In addition, we do find it a bit amazing that Romney—even when given the opportunity—fails to acknowledge what he said during the GOP primary season really turned off a lot of Latino voters. It is clear to us that Romney now lacks the political cojones to be a bit more truthful in what he has said in the past and what he is saying 50 days before the election. Given the fact that Arizona SB 1070 architect Kris Kobach is still a key player on the Romney team, all this Romney focus on the Latino vote is just window dressing. It's like the HAVE to do it, but they don't realize that the change is message is just being seen as ironically funny.
How do you go from pushing "self-deportation" and calling Arizona a "model" for the nation to now sounding a bit more moderate and bipartisan? Even though voters can think beyond immigration, it is still a wedge issue. Don't take it from us, since the latest poll numbers show that Romney still can't increase his support with US Latino voters. And this is after rolling out all those last names with vowels, accents, and "ñ's" at the RNC.
What Romney should have done is admit the truth: I had to be more extreme than Rick Perry on immigration and I had to make my draft picks (Kobach, Joe Arpaio, Jan Brewer) for the national election.

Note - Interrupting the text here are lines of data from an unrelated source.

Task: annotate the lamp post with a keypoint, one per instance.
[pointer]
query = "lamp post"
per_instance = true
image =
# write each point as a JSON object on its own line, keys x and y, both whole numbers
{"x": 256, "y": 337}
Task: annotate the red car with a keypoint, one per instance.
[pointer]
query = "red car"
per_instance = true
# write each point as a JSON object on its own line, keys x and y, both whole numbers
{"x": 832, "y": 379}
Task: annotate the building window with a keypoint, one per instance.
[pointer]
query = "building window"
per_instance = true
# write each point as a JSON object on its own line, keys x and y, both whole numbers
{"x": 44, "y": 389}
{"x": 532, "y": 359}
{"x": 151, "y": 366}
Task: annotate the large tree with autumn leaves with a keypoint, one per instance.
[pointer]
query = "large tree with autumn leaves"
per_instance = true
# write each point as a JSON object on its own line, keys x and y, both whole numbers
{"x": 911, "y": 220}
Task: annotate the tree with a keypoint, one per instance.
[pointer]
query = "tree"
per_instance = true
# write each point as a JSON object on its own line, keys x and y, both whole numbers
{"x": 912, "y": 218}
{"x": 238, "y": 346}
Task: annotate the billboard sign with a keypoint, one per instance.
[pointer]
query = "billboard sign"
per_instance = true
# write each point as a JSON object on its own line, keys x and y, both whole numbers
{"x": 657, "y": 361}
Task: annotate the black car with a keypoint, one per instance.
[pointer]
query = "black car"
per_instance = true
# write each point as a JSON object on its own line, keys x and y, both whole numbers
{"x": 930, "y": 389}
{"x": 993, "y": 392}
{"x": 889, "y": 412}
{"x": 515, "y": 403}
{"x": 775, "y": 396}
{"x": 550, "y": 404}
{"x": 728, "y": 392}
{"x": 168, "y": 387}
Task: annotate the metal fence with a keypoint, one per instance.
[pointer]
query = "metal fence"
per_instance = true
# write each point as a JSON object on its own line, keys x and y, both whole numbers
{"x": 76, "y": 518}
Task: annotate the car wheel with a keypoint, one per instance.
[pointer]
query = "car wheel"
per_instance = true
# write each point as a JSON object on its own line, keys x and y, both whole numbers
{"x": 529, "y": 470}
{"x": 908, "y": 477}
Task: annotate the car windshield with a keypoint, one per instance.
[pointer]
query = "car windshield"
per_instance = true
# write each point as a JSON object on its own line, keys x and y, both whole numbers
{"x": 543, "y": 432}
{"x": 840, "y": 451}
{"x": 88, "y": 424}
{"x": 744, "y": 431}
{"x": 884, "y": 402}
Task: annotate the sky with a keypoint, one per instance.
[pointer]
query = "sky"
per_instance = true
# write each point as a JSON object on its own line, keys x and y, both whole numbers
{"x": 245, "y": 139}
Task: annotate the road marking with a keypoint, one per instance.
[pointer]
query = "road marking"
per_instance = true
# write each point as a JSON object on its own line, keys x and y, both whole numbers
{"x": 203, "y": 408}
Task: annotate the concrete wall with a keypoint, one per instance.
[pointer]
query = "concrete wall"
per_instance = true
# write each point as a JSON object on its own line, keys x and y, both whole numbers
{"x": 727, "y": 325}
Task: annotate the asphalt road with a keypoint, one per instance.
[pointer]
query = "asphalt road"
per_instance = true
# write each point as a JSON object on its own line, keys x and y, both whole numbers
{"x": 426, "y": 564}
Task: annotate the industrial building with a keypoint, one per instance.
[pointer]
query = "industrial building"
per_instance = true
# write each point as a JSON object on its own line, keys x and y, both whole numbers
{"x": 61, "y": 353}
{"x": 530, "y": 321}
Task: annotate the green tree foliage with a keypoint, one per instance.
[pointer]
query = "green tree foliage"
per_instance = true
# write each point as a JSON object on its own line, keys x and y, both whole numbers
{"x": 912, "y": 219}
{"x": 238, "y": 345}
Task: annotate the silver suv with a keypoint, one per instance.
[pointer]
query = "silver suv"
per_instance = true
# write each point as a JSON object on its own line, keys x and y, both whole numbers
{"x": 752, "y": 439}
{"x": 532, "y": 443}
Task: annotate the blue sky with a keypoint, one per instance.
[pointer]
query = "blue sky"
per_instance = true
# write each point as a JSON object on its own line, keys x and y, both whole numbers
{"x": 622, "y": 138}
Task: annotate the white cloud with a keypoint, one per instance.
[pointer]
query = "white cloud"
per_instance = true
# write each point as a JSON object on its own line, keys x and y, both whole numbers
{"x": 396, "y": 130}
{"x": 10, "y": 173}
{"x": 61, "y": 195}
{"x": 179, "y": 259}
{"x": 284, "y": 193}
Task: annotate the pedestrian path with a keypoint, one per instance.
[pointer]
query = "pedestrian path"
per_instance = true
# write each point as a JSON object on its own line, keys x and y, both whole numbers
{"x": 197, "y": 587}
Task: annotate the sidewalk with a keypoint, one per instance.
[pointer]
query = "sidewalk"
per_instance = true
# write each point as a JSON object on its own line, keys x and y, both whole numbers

Now I am stuck with Kobach and others because, quite frankly, I can't upset that base in the Republican Party that borders on neo-nativism and doesn't see that maybe we should have been a bit more inclusive in our handling of all this. But, heck, I had to beat Rick Perry at the time.
Sadly for Romney, voters have a better memory than he would like to think. And they also have YouTube. Roll the film.